Simple asynchronous data pipeline written in Go with support for concurrent tasks at each stage.
go get -v -u github.com/caffix/pipeline
The pipeline processes data provided by the input source through multiple stages and finally consumed by the output sink. All steps of the pipeline can be executing concurrently to maximize throughput. The pipeline can also be executed with buffering in-between each step in an attempt to minimize the impact of one stage taking longer than the others. Any error returned from a task being executed will terminate the pipeline. If a task returns nil
data, the data is marked as processed and will not continue to the following stage.
The pipeline Data
implements the Clone
and MarkAsProcessed
methods that performs a deep copy and marks the data to prevent further movement down the pipeline, respectively. Below is a simple pipeline Data
implementation:
type stringData struct {
processed bool
val string
}
// Clone implements the pipeline Data interface.
func (s *stringData) Clone() pipeline.Data { return &stringData{val: s.val} }
// Clone implements the pipeline Data interface.
func (s *stringData) MarkAsProcessed() { s.processed = true }
// String implements the Stringer interface.
func (s *stringData) String() string { return s.val }
The InputSource
is an iterator that feeds the pipeline with data. Once the Next
method returns false
, the pipeline prevents the following stage from receiving data and begins an avalanche affect stopping each stage and eventually terminating the pipeline. Below is a simple input source:
type stringSource []pipeline.Data
var source stringSource = []*stringData{
&stringData{val: "one"},
&stringData{val: "two"},
&stringData{val: "three"},
}
// Next implements the pipeline InputSource interface.

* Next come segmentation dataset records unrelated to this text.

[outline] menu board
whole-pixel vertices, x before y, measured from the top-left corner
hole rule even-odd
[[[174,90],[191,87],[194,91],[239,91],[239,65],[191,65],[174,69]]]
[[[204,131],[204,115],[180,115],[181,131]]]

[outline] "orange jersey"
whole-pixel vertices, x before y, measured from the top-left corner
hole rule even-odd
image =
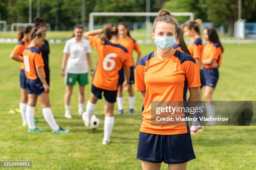
[[[181,47],[180,46],[180,44],[179,43],[176,42],[174,45],[173,45],[173,47],[172,48],[177,50],[178,50],[182,52],[183,52],[182,49],[181,48]]]
[[[128,50],[130,57],[131,59],[131,66],[133,66],[134,65],[133,62],[133,52],[134,50],[138,53],[141,52],[141,49],[138,45],[134,40],[130,37],[127,37],[126,38],[120,38],[118,40],[118,42]]]
[[[135,69],[135,90],[146,91],[140,131],[154,134],[188,132],[186,126],[151,126],[151,102],[187,100],[187,88],[200,87],[199,68],[192,57],[174,50],[161,60],[156,52],[140,59]]]
[[[20,41],[19,41],[13,50],[12,53],[15,54],[15,55],[20,56],[20,58],[22,58],[22,52],[23,51],[28,45],[28,42],[26,41],[24,39],[23,39]],[[24,70],[25,69],[25,66],[24,65],[24,63],[23,62],[21,64],[21,66],[20,67],[21,70]]]
[[[119,44],[107,41],[102,44],[101,39],[92,36],[91,45],[98,51],[98,60],[92,84],[108,90],[117,90],[118,71],[122,67],[129,68],[131,59],[127,49]]]
[[[222,55],[222,50],[219,43],[209,42],[205,45],[202,54],[203,60],[212,58],[212,61],[218,63],[220,67],[221,64]],[[210,64],[204,65],[204,67],[207,68],[213,68]]]
[[[190,55],[195,59],[199,59],[202,61],[202,55],[204,44],[200,37],[195,38],[189,45],[187,49]],[[201,67],[200,65],[199,67]]]
[[[36,47],[27,47],[22,55],[27,78],[30,80],[37,79],[38,77],[36,69],[39,67],[42,68],[44,76],[45,78],[44,60],[42,53],[39,49]]]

func (s stringSource) Next(context.Context) bool { return len(s) > 0 }
// Data implements the pipeline InputSource interface.
func (s stringSource) Data() pipeline.Data {
defer func() { s = s[1:] }
return s[0]
}
// Error implements the pipeline InputSource interface.

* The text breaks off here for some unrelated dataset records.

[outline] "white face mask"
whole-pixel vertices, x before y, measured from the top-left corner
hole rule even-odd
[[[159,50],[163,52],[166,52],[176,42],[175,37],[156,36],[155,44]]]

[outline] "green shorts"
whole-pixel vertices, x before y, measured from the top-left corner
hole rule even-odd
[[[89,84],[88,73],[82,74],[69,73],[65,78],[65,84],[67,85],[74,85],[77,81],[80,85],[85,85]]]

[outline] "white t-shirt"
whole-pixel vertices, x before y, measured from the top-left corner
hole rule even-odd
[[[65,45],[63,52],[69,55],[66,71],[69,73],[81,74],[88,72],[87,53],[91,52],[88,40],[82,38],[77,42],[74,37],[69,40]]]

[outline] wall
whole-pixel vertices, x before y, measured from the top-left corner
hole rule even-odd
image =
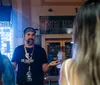
[[[39,25],[39,16],[75,15],[75,8],[79,8],[82,0],[31,0],[31,25]],[[48,9],[52,8],[53,12]]]
[[[39,29],[39,16],[75,15],[75,8],[79,8],[81,2],[83,0],[12,0],[14,47],[24,43],[23,30],[27,26]],[[49,8],[53,12],[49,12]]]

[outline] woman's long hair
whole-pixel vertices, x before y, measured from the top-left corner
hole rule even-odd
[[[100,85],[100,1],[85,2],[73,25],[73,59],[81,85]]]

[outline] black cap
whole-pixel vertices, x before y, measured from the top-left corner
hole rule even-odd
[[[27,28],[24,30],[24,35],[25,35],[27,32],[34,32],[34,33],[36,33],[36,30],[35,30],[33,27],[27,27]]]

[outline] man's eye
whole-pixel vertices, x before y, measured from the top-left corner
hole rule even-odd
[[[27,34],[28,36],[30,36],[30,34]]]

func (s stringSource) Error() error { return nil }
The OutputSink
serves as a final landing spot for the data after successfully traversing the entire pipeline. All data reaching the output sink is automatically marked as processed. Below is a simple output sink:
type stringSink []string
// Consume implements the pipeline OutputSink interface.

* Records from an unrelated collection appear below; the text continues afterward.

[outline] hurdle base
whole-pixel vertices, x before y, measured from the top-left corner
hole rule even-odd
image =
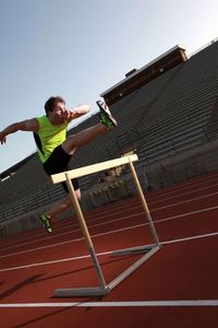
[[[153,244],[153,245],[143,245],[143,246],[135,246],[135,247],[130,247],[130,248],[123,248],[123,249],[119,249],[119,250],[114,250],[111,256],[125,256],[125,255],[134,255],[134,254],[141,254],[141,253],[148,253],[153,248],[157,247],[157,246],[161,246]]]
[[[109,289],[104,288],[82,288],[82,289],[57,289],[55,295],[57,297],[73,296],[105,296],[109,293]]]
[[[155,255],[161,245],[154,246],[140,246],[133,248],[125,248],[122,250],[113,251],[112,256],[122,256],[134,253],[145,253],[138,260],[136,260],[132,266],[124,270],[120,276],[118,276],[113,281],[108,283],[105,288],[82,288],[82,289],[57,289],[55,290],[55,295],[58,297],[74,297],[74,296],[105,296],[110,293],[121,281],[128,278],[132,272],[134,272],[138,267],[141,267],[145,261],[147,261],[153,255]],[[134,253],[133,253],[134,251]]]
[[[146,246],[142,246],[142,247],[146,247]],[[134,248],[140,248],[140,247],[134,247]],[[120,276],[118,276],[113,281],[111,281],[108,284],[109,291],[111,291],[112,289],[114,289],[121,281],[123,281],[125,278],[128,278],[132,272],[134,272],[137,268],[140,268],[144,262],[146,262],[153,255],[155,255],[158,250],[160,249],[160,245],[155,245],[153,248],[149,248],[149,250],[147,250],[138,260],[136,260],[132,266],[130,266],[126,270],[124,270]],[[126,249],[123,249],[121,255],[128,255],[128,254],[132,254],[132,253],[128,253],[125,251]],[[125,251],[125,254],[124,254]],[[142,250],[141,250],[142,251]],[[114,253],[119,253],[114,251]],[[116,255],[118,256],[118,255]]]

func (s stringSink) Consume(ctx context.Context, data pipeline.Data) error {
sd := data.(*stringData)
s = append(s, sd.String())
return nil
}
The pipeline steps are executed in sequential order by instances of Stage
. The execution strategies implemented are FIFO
, FixedPool
, DynamicPool
, Broadcast
, and Parallel
:
FIFO
- Executes the single TaskFixedPool
- Executes a fixed number of instances of the one specified TaskDynamicPool
- Executes a dynamic number of instances of the one specified TaskBroadcast
- Executes several unique Task instances concurrently moving Data ASAPParallel
- Executes several unique Task instances concurrently and passing through the original Data only once all the tasks complete successfully
The stage execution strategies can be combined to form desired pipelines. A Stage requires at least one Task to be executed at the step it represents in the pipeline. Each Task returns Data
and an error
. If the data returned is nil, it will not be sent to the following Stage. If the error is non-nil, the entire pipeline will be terminated. This allows users of the pipeline to have complete control over how failures impact the overall pipeline execution. A Task implements the Process
method.
// TaskFunc is defined as a function with a Process method that calls the function
task := pipeline.TaskFunc(func(ctx context.Context, data pipeline.Data, tp pipeline.TaskParams) (pipeline.Data, error) {
var val int
s := data.(*stringData)
switch s.String() {
case "one":
val = 1
case "two":
var = 2
case "three":
var = 3
}
data.val = fmt.Sprintf("%s - %d", s.String(), val)
return data, nil
})
stage := pipeline.FIFO("", task)
The Pipeline continues executing until all the Data from the input source is processed, an error takes place, or the provided Context expires. At a minimum, the pipeline requires an input source, a pass through stage, and the output sink.
p := NewPipeline(stage)
if err := p.Execute(context.TODO(), source, sink); err != nil {
fmt.Printf("Error executing the pipeline: %v\n", err)
}
Some additional features would bring value to this data pipeline implementation.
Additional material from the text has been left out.